It was hard to miss the big weekend news about the war in Iraq. It seems that, yet again, there is fresh evidence flatly contradicting President Bush's assertion that the war, and the removal of Saddam Hussein, has made America safer. It appears that some authoritative voices are now saying that, contrary to Bush's '06 election argument, the American invasion and occupation have actually made the world less safe, by spawning a new generation of Islamic radicals and ratcheting up the post-9/11 terrorist threat.

Is this just another Bush-hating argument from liberals and Democrats (or, as the GOP message shop prefers to call them, "Defeatocrats")?

Nope. This is the consensus view of the 16 federal spy agencies that work for President Bush. As reported here, a classified report containing this finding, a National Intelligence Estimate, was completed during the spring, and constitutes the first comprehensive assessment by those agencies since the Irar war was launched. Howard Dean, as a Democratic presidential candidate, was pilloried in December 2003 when he said the world wasn't necessarily safer in the wake of Saddam's capture. Now it appears that Bush's own intelligence authorities see it the same way.

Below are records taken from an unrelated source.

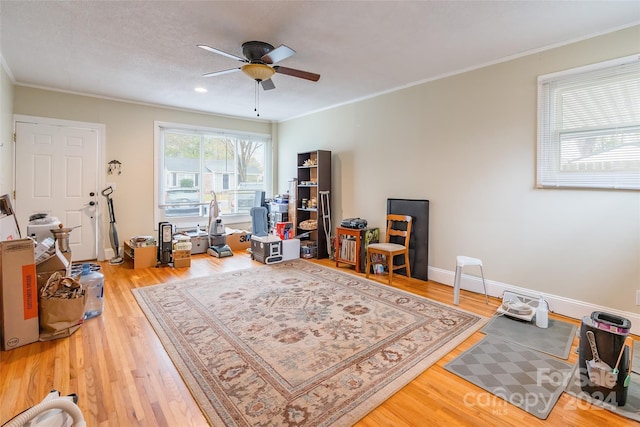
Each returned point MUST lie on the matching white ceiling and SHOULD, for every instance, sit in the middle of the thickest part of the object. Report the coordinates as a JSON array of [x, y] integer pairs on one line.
[[145, 51]]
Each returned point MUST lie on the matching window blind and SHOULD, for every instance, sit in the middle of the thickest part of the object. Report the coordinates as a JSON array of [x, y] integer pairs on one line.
[[589, 127]]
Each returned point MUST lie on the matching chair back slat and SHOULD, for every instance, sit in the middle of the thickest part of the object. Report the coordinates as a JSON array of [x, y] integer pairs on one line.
[[400, 226]]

One might wonder how Bush defenders could explain away this one, but Al Haig did give it a try this morning. (You might remember Al Haig; he was Reagan's first secretary of state.) Haig went on CNN and said that the story was "written especially for the Democratic Party." Which is news to me, because I had no idea that Dean was so tight with the 16 spy agencies that they would bend their views to accomodate him.